A défaut des imprimeurs, les vendeurs, les distributeurs et afficheurs.

Cette disposition signifie que l’on va rechercher la responsabilité du directeur de publication du journal, pour les essais on recherchera la responsabilité de l’éditeur.

Le régime de cette responsabilité en cascade a été posé, car l’on considère que le directeur de publication ou l’éditeur va rendre publique l’image, et, qu’en conséquence il leur appartient de vérifier que cette publication est licite.

Cette responsabilité repose sur une faute personnelle du directeur de publication (le défaut de contrôle de ce qui a été rendu publique).

L’auteur matériel pourra être poursuivi en qualité de coauteur ou de complice, mais pas en tant qu’auteur principal.

La responsabilité sur Internet

En ce qui concerne Internet la responsabilité est fixée par l’article 6 de la loi du 21 juin 2004 relative à la confiance dans l’économie numérique. Ce texte prévoit que les hébergeurs « ne peuvent voir leur responsabilité civile engagée du fait des activités ou des informations stockées à la demande d’un destinataire de ces services s’ ils n’avaient pas effectivement connaissance de leur caractère illicite ou de faits et circonstances faisant apparaître ce caractère ou si, dès le moment où ils en ont eu connaissance, ils ont agi promptement pour retirer ces données ou en rendre l’accès impossible».

Le propriétaire et l’hébergeur du site pourront voir leurs responsabilités engagées, dès lors qu’ils sont identifiables. Il est donc important de déterminer qui est hébergeur et qui est éditeur, seul le deuxième pouvant voir sa responsabilité engagée.

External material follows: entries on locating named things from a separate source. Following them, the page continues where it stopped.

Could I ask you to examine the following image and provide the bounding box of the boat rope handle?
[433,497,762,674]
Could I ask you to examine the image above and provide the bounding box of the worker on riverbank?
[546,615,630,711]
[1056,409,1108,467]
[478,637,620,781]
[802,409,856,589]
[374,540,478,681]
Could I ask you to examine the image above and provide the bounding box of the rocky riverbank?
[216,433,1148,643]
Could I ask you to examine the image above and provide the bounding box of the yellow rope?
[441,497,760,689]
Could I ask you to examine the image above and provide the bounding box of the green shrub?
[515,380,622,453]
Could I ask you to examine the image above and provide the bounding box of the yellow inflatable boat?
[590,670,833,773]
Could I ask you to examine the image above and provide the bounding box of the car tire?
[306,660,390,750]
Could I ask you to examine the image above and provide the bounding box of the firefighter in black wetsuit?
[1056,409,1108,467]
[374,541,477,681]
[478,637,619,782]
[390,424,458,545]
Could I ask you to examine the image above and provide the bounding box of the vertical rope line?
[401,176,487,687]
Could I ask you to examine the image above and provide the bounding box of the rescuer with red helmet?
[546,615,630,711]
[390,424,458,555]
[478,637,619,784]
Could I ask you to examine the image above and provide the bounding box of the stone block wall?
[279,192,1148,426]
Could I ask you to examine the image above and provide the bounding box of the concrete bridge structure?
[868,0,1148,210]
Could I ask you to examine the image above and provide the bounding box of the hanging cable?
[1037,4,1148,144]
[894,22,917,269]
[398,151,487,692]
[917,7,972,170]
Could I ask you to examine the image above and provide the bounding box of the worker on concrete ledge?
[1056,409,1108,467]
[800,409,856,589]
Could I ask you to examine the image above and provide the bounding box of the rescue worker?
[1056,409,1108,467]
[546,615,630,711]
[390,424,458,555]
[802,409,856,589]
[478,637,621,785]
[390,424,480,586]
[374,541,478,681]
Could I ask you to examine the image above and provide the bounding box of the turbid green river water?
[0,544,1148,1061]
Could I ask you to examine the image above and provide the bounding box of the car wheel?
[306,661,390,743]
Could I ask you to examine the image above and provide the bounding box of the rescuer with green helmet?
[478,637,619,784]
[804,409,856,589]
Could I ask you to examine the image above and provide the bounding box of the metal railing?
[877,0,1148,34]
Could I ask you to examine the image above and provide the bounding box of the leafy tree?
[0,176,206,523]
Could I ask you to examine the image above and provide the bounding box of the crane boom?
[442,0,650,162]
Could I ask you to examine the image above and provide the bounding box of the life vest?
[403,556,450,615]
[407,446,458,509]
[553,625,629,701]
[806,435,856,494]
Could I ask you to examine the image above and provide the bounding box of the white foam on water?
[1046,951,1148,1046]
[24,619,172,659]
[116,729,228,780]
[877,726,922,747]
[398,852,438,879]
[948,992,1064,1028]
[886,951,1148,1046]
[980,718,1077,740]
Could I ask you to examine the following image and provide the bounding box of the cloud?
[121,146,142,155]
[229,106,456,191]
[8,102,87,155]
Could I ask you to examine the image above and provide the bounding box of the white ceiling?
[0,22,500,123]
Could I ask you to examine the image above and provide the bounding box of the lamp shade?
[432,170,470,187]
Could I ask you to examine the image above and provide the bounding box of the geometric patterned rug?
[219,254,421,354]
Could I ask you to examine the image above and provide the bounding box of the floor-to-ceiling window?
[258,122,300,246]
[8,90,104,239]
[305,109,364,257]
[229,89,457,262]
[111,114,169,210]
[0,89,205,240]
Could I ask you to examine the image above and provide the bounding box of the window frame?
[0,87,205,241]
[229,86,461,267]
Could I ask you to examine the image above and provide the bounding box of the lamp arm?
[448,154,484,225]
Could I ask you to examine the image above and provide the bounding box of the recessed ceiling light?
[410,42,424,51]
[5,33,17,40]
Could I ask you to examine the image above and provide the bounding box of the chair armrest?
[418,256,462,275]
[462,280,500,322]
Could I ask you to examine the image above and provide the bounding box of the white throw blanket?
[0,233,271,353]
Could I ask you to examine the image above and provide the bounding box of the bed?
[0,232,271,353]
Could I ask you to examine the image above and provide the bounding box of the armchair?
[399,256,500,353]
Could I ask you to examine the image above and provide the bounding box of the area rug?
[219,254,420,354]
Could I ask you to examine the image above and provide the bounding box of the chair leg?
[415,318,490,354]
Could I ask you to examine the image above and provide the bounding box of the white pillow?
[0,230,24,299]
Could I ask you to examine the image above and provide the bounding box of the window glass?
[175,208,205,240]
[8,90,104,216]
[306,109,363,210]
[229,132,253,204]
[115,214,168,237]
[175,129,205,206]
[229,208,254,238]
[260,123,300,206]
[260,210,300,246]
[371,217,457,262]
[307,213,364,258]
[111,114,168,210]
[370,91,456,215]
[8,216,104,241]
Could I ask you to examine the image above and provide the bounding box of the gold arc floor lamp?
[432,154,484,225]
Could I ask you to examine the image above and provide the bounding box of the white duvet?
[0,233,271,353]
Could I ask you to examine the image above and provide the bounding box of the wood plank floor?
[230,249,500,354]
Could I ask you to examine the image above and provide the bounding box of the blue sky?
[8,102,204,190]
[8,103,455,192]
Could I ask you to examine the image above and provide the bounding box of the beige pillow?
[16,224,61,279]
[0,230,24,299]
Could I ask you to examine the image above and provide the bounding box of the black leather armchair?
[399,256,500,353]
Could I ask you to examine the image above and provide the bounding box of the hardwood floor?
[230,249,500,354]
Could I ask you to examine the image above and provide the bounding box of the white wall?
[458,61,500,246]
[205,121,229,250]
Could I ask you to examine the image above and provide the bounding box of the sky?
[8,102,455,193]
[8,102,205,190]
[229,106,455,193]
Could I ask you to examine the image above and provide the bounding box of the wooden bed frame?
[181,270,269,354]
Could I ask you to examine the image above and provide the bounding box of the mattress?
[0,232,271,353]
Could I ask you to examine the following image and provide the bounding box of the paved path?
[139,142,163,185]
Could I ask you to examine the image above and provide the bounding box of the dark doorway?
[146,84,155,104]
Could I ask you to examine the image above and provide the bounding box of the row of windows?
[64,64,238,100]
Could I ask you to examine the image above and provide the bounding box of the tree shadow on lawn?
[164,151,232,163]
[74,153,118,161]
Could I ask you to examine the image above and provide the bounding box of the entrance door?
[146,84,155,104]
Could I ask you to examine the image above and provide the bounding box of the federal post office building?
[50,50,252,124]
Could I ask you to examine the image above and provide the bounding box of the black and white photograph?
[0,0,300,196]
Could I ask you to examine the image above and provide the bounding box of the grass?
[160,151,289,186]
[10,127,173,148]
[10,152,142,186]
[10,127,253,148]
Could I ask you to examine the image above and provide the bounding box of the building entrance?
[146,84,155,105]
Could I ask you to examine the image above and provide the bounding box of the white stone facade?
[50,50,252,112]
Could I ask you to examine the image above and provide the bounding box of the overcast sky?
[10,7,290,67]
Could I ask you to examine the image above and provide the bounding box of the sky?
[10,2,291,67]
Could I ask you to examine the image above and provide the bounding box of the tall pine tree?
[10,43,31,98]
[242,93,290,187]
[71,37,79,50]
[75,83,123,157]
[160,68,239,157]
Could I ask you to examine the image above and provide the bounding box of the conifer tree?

Dans ces deux cas particuliers, c’est la personne qui publie l’image qui est responsable.

La responsabilité du fournisseur d’image

Le fournisseur d’image peut également engager sa responsabilité. La Cour de cassation estime en effet que l’agence qui commercialise des clichés doit être en mesure de fournir des clichés qui peuvent être utilisés, il faut donc que l’utilisation des images soit licite.
Si tel n’est pas le cas, l’agence commet une faute.

La Cour de cassation fait peser sur les fournisseurs d’image une obligation de résultat ce qui signifie que l’agence engage sa responsabilité sans qu’il soit nécessaire de démontrer qu’elle ait commis une faute.

LES VOIES DE RECOURS POSSIBLE

Ainsi en cas d’atteinte au droit à l’image, la victime dispose de voie de recours au pénal comme au civil.

La victime peut saisir le juge civil en référé, ce dernier peut :

prescrire toutes mesures propres à empêcher ou faire cesser l’atteinte.

octroyer des dommages et intérêts en réparation des préjudices subis.

demander remboursement des frais d’avocat par l’auteur de la faute

La victime peut également agir au pénal sur le fondement des articles 226-1 et 226-2 du Code pénal.